Tiffany Hanssen: We have been talking with Vincent Schiraldi, now a visiting fellow at the Pinkerton Foundation, about the Raise the Age law. Vincent, last 30 seconds before you go. What do you think is going to happen in this session? We've said it's up for discussion. Do you think anything will actually come of it?
Vincent Schiraldi: Yes. I think the main thing we need to try to do, our new mayor needs to try and do, is get this out of a backdoor deal. Albany often tries to pass important pieces of legislation like this during the budget process. That's absolutely wrong. Even if you disagree with everything I said, this should be debated in the legislative session in front of the proper committees. Prosecutors should come, advocates should come, and legislature should fit it out. They shouldn't stick it into some obscure section. That's why people are cynical about politicians.

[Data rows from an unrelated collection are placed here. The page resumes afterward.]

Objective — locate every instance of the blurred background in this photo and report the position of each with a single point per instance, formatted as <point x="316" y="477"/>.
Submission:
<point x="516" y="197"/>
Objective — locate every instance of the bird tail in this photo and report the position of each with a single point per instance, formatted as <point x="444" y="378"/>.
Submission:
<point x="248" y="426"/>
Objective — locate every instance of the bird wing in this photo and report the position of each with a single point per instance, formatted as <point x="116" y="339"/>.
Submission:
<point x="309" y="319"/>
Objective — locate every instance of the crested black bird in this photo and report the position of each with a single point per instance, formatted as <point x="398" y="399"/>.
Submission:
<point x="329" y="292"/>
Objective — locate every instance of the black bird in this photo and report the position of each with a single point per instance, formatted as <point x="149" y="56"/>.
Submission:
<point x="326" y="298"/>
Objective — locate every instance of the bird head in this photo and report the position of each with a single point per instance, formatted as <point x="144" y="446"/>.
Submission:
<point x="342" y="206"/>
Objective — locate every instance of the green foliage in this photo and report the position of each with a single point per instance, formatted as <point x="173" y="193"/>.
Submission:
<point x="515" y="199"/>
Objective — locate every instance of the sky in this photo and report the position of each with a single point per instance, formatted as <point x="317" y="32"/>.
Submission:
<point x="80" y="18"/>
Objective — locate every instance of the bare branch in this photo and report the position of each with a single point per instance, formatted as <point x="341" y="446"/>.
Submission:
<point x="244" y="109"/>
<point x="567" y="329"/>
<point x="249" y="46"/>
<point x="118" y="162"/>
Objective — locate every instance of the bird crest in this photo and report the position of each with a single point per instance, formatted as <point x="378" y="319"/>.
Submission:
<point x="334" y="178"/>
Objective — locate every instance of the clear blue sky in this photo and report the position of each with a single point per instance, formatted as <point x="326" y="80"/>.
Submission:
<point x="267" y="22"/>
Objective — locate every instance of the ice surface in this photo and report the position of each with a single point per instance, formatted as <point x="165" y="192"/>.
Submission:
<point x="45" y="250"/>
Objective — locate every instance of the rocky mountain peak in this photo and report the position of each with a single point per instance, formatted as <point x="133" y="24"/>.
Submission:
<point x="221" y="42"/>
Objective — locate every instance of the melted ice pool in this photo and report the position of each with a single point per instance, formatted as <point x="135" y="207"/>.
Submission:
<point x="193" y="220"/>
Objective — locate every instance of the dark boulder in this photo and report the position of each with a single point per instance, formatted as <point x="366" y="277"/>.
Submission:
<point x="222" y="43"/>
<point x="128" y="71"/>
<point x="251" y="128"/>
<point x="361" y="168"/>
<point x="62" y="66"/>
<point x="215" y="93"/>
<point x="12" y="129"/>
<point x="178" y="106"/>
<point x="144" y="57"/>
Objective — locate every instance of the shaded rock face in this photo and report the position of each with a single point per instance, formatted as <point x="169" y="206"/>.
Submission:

I think, in my view of-- one final thought I would give you is every one of these kids has a parent, and I know their parents, and I've met these kids. I want you to think about if my kid had done what these young people are being accused of, even if it was a tough thing, what would I want? What would the system look like I would want to respond to my kid to both hold them accountable and help them turn their lives around? That's the kind of system we should devise for the children of other people. The one we want for our own children.
Tiffany Hanssen: Vincent, I think that's a great place to leave it. Vincent Schiraldi. Vinnie, thanks so much for your time. We appreciate it.
Vincent Schiraldi: Thanks a lot. I much appreciate being on.